In 1941, Bob Hope was asked to perform his popular radio show at March Field, an Army Air Corps base in Riverside, California. As Hope wrote in his 1974 book The Last Christmas Show, the opportunity was too good to pass up. “A captive audience with military police guarding the gates so they can't get out? I said yes and it was one of the happiest yeses in my life.”
Hope would spend the next 49 years entertaining the troops, in the U.S. and overseas, reaching hundreds of thousands of people. His trips called for extensive planning, and required the help of hundreds of pilots and crew chiefs, mechanics, wing duty officers, and many others. We'd like to hear from veterans who helped take these USO shows on the road.
Got your own story about Bob Hope? Drop us a line using the comment form below.
Al Iller was a 34-year-old captain with the 62nd Aviation Company when Hope visited Vinh Long in 1964. Iller returned to Vietnam for a second tour of duty in 1967, and retired from the Army in 1978.
I was the executive officer of the 62nd Aviation Company. There were two aviation companies and attachments stationed at Vinh Long. We were told that Bob Hope and his troupe would arrive there on Christmas Day , so naturally there was a lot of planning, security, and so forth.

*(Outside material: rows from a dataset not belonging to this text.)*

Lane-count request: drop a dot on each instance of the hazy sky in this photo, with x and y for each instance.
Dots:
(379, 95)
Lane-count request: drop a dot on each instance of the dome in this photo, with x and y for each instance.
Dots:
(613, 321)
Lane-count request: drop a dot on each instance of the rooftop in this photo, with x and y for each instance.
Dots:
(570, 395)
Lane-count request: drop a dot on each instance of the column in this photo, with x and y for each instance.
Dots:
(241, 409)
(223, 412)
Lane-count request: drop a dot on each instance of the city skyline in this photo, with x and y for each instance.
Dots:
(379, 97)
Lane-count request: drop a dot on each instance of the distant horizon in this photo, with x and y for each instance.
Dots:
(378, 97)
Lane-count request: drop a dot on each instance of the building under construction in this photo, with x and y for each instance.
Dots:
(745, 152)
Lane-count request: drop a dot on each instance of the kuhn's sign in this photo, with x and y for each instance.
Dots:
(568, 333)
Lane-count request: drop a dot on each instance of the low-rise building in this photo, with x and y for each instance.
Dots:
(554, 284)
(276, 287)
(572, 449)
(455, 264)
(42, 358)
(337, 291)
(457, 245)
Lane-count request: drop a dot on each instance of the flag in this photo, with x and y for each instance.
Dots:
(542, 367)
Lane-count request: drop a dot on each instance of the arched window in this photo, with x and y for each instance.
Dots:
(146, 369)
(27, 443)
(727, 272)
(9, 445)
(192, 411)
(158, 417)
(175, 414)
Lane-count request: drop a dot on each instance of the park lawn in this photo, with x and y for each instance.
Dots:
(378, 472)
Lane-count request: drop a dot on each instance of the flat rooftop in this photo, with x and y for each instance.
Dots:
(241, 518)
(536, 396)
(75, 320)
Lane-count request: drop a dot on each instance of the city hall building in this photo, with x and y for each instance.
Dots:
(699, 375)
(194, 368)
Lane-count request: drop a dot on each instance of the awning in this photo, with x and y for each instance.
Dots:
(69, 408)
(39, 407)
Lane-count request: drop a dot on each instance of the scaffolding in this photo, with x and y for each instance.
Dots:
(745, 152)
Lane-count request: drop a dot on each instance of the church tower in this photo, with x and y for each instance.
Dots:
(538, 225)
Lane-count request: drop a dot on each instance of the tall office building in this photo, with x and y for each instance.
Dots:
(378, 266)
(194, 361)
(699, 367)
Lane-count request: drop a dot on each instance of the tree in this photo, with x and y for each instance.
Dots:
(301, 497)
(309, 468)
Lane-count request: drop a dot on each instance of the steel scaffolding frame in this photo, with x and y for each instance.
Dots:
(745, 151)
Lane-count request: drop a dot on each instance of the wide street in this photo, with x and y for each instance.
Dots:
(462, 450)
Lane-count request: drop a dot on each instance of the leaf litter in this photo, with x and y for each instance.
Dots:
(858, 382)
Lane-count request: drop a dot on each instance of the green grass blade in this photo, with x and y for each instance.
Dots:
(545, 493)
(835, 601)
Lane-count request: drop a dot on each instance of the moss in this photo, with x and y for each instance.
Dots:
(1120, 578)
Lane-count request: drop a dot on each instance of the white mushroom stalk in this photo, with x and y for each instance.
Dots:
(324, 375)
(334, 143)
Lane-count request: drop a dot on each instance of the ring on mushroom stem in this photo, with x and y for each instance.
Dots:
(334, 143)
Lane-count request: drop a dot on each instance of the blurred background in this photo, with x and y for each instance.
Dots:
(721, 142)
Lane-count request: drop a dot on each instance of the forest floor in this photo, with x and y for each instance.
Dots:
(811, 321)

The day was very bright and warm, and there were big billowy clouds in the sky. It was a perfect setting. Part of the security was to have some gunships aloft during the performance and through the departure of Bob Hope's troupe. Those gunship crews weren't able to see the show except from way up above.
These were armed UH-1 aircraft. They carried eight-shot rocket pods on each side, plus flexible machine guns, two of which were mounted on each side; the guns could be moved up and down, and right and left.
There were at least two aircraft airborne at all times. It was classified as top secret at the time for security reasons; it was very hush-hush.
Bob Hope worked a joke into the show referring to [Major] Tom Anderson. During Bob Hope's general banter with Janis Paige, Janis commented, “These guys are so lonely for girls that the MPs searched our aircraft for stowaways. They found two Marines and Major Anderson!” Naturally there were hoots and hollers from the crowd. Bob Hope replied, “Major Anderson is so due for a leave his oak leaves rustle!” (Major insignias are gold oak leaves.) Hope then turned to the crowd and said, “For colonels I say their eagles flap their wings.”
At the conclusion of the show, Anita Bryant sang “Silent Night,” and I don't think there was a dry eye in the crowd.